When people think of the Norwegian painter Edvard Munch, they think of “The Scream,” his celebrated depiction of angst and existential dread that has been endlessly reproduced, and made even more famous when a version of it sold for nearly $120 million at Sotheby’s in New York last month, becoming the most expensive work of art ever sold at auction.

But there is a whole other side to Munch that Nicholas Cullinan, curator of international Modern art at the Tate Modern, has been exploring with colleagues from the Pompidou Center in Paris and the Schirn Kunsthalle in Frankfurt. Their findings are chronicled in the exhibition “Edvard Munch: The Modern Eye,” which opens at the Tate Modern here on Thursday.

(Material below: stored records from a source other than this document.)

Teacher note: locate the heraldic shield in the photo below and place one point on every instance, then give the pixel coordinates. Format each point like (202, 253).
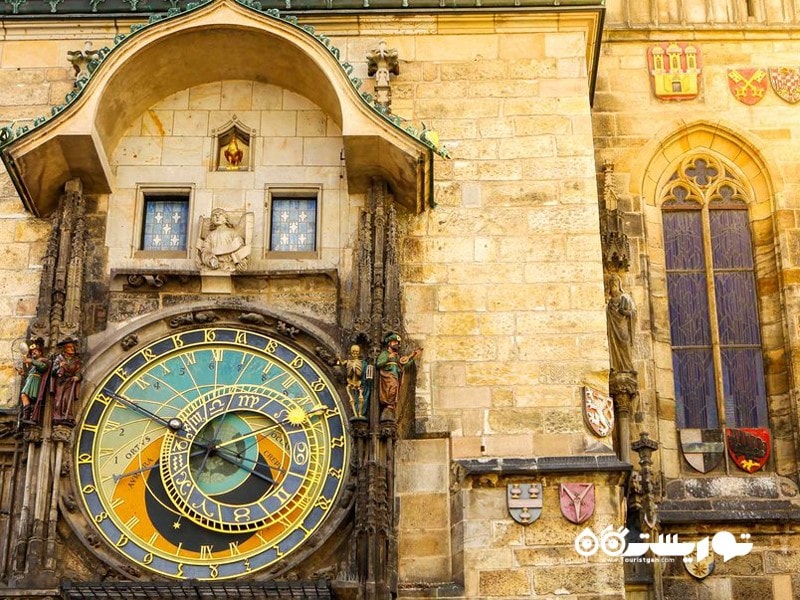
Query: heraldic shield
(749, 447)
(786, 83)
(598, 412)
(748, 86)
(703, 449)
(524, 502)
(577, 501)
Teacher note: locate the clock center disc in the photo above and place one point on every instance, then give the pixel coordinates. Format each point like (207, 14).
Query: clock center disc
(218, 470)
(227, 469)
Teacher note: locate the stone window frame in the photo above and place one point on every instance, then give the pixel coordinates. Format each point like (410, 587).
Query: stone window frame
(142, 190)
(703, 199)
(750, 167)
(292, 191)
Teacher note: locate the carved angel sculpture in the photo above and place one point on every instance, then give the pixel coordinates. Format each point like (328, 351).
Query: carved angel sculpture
(224, 245)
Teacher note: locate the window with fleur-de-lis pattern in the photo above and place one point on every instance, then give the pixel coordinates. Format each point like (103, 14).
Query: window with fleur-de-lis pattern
(715, 333)
(165, 222)
(293, 224)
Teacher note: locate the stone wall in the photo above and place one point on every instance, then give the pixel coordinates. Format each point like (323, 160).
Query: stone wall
(502, 280)
(643, 137)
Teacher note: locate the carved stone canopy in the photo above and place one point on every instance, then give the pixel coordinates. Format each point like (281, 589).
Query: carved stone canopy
(77, 139)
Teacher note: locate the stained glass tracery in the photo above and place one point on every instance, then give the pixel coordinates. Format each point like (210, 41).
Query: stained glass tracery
(710, 273)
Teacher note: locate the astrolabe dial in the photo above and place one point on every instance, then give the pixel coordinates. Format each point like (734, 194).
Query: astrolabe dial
(243, 459)
(211, 453)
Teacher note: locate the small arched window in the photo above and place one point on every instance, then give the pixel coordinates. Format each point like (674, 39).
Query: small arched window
(715, 333)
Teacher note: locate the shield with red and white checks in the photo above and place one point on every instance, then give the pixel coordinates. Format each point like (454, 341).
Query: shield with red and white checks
(786, 83)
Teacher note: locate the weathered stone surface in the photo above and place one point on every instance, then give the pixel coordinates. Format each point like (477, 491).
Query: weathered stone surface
(504, 582)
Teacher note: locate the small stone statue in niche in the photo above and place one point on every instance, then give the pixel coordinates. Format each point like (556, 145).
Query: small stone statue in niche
(391, 365)
(65, 381)
(359, 381)
(222, 245)
(621, 317)
(34, 369)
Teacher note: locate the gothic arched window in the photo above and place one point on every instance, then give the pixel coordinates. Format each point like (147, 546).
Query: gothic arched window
(715, 332)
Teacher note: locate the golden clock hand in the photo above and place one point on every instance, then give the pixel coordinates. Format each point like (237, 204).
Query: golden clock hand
(210, 449)
(174, 423)
(266, 428)
(151, 467)
(223, 455)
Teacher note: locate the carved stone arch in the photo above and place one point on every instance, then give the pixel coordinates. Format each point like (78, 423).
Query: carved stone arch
(747, 166)
(78, 138)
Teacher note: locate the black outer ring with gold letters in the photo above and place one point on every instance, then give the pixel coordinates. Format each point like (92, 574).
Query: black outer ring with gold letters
(211, 453)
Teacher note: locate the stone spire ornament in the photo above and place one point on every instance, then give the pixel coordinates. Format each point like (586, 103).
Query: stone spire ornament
(382, 62)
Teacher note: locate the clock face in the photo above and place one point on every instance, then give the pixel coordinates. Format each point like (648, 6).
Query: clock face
(211, 453)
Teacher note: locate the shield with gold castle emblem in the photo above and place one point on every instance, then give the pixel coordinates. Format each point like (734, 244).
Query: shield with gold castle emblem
(748, 447)
(524, 502)
(786, 83)
(748, 86)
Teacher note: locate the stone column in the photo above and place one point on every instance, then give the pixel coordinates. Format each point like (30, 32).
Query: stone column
(623, 388)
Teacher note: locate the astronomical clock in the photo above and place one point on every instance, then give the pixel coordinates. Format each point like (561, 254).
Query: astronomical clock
(210, 453)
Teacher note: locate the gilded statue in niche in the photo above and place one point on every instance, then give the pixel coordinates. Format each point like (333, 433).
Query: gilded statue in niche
(65, 381)
(391, 365)
(224, 243)
(621, 317)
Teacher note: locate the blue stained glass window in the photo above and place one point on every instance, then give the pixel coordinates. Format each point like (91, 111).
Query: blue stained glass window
(695, 390)
(165, 223)
(293, 225)
(733, 296)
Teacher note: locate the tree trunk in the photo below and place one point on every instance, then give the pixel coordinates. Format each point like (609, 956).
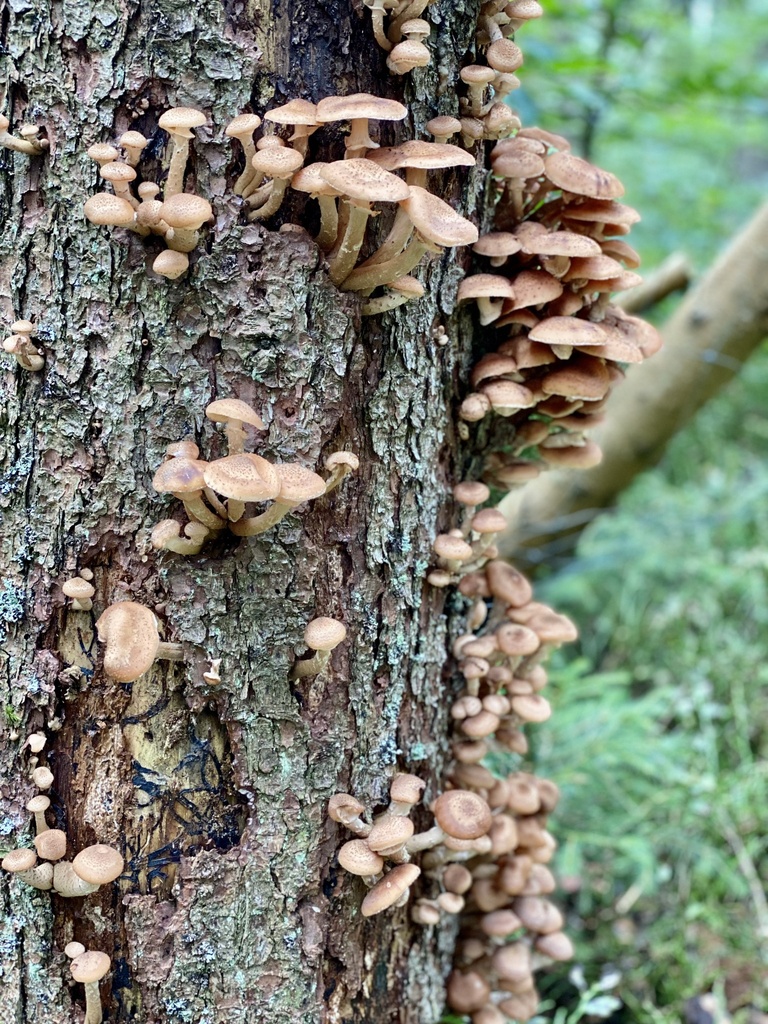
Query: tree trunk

That the exhibition does not include one image of “The Scream” is deliberate, Mr. Cullinan said. All but the one that sold at Sotheby’s are in Norwegian museums and do not travel. “It’s kind of like a Norwegian Mona Lisa, and there was no Mona Lisa in the Leonardo show,” Mr. Cullinan said, referring to the blockbuster exhibition at the National Gallery in London that closed in February. “We are looking at Munch’s career as a whole, examining the artist’s paintings and drawings made in the first half of the 20th century and his interest in the rise of photography, film and innovations in theater.”

While Munch is seen mostly as a 19th-century painter, he produced much of his groundbreaking work in the early years of the 20th century. The show will include some 160 works.

“Many people don’t realize that Munch died in 1944, the same year as Kandinsky and Mondrian, and those are his peers,” Mr. Cullinan said. “It’s a slightly anachronistic idea that his work is confined to the late 19th century.”